Precisamente por ellos por cada uno de nosotros, que también
somos malos el Hijo de Dios tomó nuestra carne y padecido
por nuestra salvación. Su mandamiento es la Caridad: Habéis
oído que se dijo: Amarás a tu prójimo y odiarás
a tu enemigo. Pero yo os digo: amad a vuestros enemigos y rezad por
los que os persigan, para que seáis hijos de vuestro Padre que
está en los cielos, que hace salir su sol sobre buenos y malos,
y hace llover sobre justos y pecadores. Porque si amáis a los
que os aman, ¿qué recompensa tenéis? ¿No
hacen eso también los publicanos?
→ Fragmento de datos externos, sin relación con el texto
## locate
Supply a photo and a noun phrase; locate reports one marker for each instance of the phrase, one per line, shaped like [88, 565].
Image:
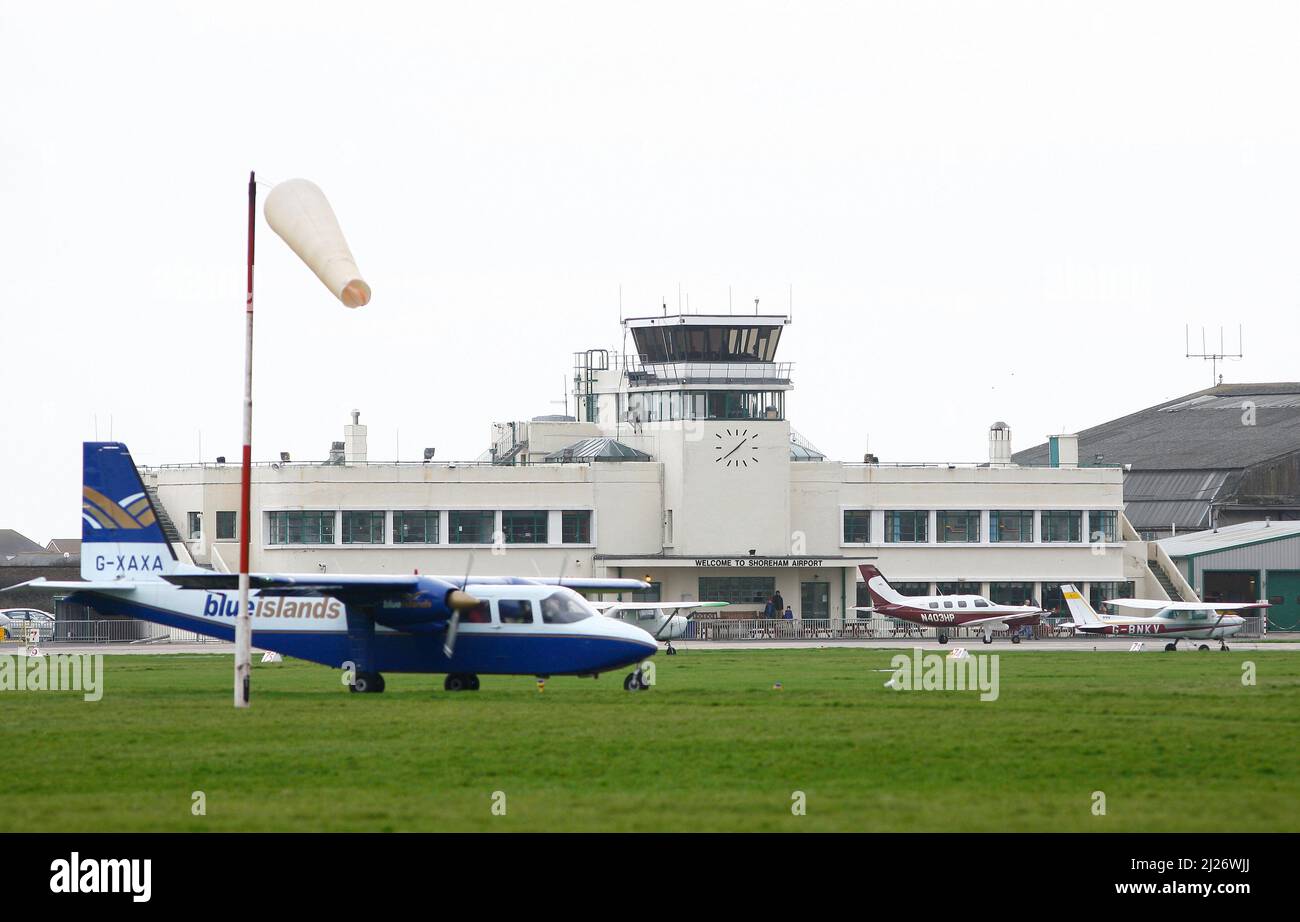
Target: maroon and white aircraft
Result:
[945, 611]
Y si saludáis solamente
a vuestros hermanos, ¿qué hacéis de más?
¿No hacen eso también los paganos?
¡Que
toda injusticia padecida sea, ante todo, ocasión de oración!
En efecto, al cristiano debe moverlo la compasión, la misericordia,
el perdón, el deseo ardiente de conversión para los que
le tratan mal. De modo particular si se manifiesta en ese mal trato
oposición a la Iglesia de Dios, como es el caso de tantas situaciones
actuales de persecución y discriminación social por causa
de la fe. En todo caso, bueno es afianzar la costumbre que suplicar
su primero el perdón de Dios, el arrepentimiento y una mejora
de vida para aquellos que nos ofenden, en lugar de esa inmediata crítica,
tal vez con rencor, que podría ir por delante e imponerse a cualquier
otro sentimiento hacia nuestros enemigos.
Madre
de misericordia, cantamos a Santa María. Y con su bondad
incondicionada nos hace también misericordiosos si se lo pedimos.